Una idea hermosa. Al final es una relación.
La realidad adulta, en cambio, suele ser bastante menos elegante.
Porque crecer no solo nos da independencia o experiencia: también nos llena de grietas. Traumas, inseguridades, egos inflamados, comparaciones silenciosas, frustraciones acumuladas. Con los años, cada persona empieza a caminar acompañada por su pequeño ejército de demonios.
Y esos demonios, tarde o temprano, lucen con toda su belleza en las amistades, en el memoento menos indicado, se presentan en vestido de gala con un tono extraño.
Aparecen en forma de competencia disfrazada de consejo. De silencio cuando al otro le va bien. De crítica cuando el éxito incomoda. De ausencia cuando el amigo deja de ser útil para la narrativa personal de alguien.
No siempre se habla de esto porque la amistad suele romantizarse como un espacio puro. Pero lo cierto es que muchas veces también es un campo de batalla donde se enfrentan inseguridades mal gestionadas.
Tener amigos en la adultez, entonces, no es sencillo.
No porque la amistad sea complicada, sino porque las personas lo somos.
Porque no todos saben celebrar sin compararse.
No todos saben escuchar sin juzgar.
No todos saben acompañar sin medir qué obtienen a cambio.
Por eso, con el tiempo, las amistades se depuran solas.
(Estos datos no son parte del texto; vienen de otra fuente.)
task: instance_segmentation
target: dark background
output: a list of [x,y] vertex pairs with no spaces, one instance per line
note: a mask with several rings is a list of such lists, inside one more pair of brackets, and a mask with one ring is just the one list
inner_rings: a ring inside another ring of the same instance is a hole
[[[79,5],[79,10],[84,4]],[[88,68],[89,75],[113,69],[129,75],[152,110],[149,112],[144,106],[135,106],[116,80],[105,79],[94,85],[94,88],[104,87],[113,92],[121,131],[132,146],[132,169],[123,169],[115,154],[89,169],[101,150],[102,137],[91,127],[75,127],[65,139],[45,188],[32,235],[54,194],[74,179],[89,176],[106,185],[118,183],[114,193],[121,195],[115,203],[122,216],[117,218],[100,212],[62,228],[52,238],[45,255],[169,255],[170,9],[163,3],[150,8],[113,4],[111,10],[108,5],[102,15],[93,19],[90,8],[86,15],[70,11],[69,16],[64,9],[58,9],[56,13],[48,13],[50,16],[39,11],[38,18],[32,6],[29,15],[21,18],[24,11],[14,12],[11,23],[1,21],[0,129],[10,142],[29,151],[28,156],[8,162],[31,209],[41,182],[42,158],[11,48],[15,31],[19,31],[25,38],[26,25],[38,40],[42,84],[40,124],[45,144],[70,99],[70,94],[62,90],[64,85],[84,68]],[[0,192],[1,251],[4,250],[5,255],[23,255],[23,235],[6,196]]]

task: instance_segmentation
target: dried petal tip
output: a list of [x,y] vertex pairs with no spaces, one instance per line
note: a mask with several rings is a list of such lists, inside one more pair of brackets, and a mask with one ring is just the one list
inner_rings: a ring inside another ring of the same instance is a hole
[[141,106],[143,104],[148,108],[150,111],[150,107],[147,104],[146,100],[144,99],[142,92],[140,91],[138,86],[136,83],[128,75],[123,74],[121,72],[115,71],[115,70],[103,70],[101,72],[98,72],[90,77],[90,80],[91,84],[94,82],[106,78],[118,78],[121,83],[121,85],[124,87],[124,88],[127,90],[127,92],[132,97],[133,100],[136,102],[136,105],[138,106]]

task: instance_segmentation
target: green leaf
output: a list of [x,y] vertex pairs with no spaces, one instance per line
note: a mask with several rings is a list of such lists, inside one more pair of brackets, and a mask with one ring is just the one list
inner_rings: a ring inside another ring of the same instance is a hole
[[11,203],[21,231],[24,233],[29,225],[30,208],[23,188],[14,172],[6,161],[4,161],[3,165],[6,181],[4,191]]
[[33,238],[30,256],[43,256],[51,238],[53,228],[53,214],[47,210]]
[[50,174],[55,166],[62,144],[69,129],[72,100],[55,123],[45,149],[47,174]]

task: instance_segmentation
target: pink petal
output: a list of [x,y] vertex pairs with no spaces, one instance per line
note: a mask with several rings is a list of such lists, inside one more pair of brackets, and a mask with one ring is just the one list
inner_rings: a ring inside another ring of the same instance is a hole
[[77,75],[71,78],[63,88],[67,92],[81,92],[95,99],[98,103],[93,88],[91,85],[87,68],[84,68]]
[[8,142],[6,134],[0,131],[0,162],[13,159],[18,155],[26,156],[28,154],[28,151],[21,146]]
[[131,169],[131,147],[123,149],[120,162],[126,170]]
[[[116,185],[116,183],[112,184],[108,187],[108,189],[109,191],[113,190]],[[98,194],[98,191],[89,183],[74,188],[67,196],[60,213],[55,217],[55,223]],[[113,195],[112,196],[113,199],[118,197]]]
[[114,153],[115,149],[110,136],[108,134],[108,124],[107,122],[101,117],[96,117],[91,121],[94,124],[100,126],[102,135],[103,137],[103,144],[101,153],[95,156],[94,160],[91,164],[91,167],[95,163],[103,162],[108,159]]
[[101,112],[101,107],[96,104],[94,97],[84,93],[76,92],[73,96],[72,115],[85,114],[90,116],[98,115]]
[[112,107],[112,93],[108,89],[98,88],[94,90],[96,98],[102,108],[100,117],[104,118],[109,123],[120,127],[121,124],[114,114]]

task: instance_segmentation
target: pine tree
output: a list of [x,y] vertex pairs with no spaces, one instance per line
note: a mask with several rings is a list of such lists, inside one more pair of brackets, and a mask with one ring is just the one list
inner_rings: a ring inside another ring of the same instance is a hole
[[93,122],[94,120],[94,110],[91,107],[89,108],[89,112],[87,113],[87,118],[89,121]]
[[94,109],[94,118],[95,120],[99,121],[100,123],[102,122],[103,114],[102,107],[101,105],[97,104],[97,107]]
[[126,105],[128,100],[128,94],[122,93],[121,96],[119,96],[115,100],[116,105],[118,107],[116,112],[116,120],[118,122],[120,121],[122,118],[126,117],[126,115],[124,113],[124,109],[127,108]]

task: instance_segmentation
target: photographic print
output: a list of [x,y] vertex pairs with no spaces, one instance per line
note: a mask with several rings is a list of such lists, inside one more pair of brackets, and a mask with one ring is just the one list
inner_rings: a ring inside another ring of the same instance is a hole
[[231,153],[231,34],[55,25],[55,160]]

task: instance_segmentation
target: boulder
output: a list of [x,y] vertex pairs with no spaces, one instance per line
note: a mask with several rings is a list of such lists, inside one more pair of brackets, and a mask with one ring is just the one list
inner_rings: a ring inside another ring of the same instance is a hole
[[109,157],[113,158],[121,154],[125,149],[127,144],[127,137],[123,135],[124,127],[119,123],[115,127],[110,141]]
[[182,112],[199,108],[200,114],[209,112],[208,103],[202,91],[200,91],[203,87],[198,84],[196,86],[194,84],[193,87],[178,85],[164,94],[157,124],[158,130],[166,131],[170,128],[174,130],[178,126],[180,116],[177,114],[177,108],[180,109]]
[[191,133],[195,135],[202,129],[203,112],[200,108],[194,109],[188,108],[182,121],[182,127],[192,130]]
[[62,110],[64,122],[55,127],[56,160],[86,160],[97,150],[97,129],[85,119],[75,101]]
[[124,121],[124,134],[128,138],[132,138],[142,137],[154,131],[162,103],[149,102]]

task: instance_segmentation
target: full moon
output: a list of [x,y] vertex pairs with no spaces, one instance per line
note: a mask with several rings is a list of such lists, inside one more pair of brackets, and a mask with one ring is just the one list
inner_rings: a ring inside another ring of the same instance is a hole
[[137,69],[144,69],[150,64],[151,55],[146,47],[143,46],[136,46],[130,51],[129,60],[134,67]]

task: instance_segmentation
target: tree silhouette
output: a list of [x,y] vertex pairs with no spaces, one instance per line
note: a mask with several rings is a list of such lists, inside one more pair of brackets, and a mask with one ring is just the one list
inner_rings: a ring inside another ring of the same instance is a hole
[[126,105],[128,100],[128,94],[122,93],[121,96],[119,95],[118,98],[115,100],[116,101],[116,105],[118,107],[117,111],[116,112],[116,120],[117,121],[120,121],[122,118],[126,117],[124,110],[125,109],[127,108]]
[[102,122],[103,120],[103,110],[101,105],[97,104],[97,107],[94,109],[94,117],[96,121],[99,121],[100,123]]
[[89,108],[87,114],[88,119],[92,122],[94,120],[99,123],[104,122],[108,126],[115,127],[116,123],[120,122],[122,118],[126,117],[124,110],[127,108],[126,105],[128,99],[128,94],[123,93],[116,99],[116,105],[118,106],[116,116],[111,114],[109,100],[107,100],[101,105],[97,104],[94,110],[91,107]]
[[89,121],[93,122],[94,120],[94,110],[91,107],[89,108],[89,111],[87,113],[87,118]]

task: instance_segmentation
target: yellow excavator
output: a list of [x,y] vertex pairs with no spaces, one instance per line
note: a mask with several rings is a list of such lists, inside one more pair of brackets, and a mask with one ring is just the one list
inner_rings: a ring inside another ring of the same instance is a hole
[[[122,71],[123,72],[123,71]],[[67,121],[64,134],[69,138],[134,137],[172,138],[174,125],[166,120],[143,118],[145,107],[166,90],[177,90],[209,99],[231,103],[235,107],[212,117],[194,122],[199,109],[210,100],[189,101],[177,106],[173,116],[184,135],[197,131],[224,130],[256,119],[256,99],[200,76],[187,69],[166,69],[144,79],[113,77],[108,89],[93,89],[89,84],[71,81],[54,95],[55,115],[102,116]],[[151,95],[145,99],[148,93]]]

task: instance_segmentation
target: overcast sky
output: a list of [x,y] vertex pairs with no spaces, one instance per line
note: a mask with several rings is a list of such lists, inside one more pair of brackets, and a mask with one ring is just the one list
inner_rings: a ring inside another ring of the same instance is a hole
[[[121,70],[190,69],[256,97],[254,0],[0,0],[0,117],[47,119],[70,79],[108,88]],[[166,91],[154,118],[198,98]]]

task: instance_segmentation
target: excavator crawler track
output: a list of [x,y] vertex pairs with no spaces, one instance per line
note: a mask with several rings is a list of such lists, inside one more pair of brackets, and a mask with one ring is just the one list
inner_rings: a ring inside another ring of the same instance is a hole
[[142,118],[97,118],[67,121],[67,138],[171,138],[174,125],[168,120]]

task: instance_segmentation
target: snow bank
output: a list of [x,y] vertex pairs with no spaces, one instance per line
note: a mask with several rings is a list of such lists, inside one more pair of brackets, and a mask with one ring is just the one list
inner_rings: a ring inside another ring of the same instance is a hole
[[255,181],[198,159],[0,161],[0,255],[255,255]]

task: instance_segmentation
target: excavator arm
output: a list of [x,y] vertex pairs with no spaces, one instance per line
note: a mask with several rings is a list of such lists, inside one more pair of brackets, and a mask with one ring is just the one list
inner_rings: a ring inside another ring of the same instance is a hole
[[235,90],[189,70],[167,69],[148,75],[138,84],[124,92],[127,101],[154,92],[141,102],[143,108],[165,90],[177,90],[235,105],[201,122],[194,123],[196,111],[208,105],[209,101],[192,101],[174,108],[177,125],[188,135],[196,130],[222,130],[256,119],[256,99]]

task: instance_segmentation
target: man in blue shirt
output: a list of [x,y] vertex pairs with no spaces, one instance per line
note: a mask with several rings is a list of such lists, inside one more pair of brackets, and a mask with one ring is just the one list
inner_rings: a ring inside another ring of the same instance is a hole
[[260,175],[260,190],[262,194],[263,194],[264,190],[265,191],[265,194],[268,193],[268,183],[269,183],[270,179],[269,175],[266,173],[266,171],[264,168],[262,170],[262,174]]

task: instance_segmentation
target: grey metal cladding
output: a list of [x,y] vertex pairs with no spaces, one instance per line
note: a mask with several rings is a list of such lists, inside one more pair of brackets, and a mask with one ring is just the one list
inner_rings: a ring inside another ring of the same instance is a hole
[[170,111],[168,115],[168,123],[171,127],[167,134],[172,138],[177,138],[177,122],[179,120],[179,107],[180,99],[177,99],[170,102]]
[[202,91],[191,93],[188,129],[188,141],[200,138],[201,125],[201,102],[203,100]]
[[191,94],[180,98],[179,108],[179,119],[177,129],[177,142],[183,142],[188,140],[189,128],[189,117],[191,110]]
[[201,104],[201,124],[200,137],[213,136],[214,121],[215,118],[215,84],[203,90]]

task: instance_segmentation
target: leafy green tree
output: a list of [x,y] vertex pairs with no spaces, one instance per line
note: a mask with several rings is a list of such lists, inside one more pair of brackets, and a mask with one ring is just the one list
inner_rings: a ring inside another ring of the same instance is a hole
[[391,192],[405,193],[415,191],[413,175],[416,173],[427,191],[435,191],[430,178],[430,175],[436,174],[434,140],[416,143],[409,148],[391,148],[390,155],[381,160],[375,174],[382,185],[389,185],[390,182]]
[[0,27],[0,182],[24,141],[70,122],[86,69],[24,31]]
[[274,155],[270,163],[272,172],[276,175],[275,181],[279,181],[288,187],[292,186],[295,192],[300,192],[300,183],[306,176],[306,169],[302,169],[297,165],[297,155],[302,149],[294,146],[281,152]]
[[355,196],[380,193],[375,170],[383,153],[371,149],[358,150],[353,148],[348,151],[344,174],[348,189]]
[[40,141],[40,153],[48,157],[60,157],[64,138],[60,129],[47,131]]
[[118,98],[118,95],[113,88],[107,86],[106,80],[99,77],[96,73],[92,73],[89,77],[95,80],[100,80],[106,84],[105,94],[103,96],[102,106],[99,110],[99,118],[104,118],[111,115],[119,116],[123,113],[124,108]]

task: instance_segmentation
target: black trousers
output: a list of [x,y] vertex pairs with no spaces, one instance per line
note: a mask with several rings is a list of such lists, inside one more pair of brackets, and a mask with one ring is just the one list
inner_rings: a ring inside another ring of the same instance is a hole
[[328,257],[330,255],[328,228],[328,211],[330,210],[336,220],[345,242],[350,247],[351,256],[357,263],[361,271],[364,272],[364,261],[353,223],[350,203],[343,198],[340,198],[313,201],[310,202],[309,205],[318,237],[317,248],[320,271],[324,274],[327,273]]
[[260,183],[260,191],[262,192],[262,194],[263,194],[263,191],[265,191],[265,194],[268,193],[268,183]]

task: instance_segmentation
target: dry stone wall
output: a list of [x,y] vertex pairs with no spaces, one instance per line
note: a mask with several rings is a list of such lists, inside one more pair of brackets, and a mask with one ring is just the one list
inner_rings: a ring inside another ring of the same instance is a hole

Algunas se rompen por cosas pequeñas que en realidad eran síntomas de algo más grande: egos que no caben en la misma habitación, afectos que eran más circunstanciales que reales, vínculos que funcionaban mientras nadie cambiara demasiado.
Y quizá ahí está la ironía.
La palabra amistad nació del verbo amar.
Pero en la vida adulta, sostenerla requiere algo todavía más escaso: madurez.
Por eso, con los años, el círculo se hace pequeño.
No necesariamente por decepción.
A veces simplemente porque ya aprendimos a reconocer cuándo alguien trae demasiados demonios… y ninguna intención de hacerse cargo de ellos.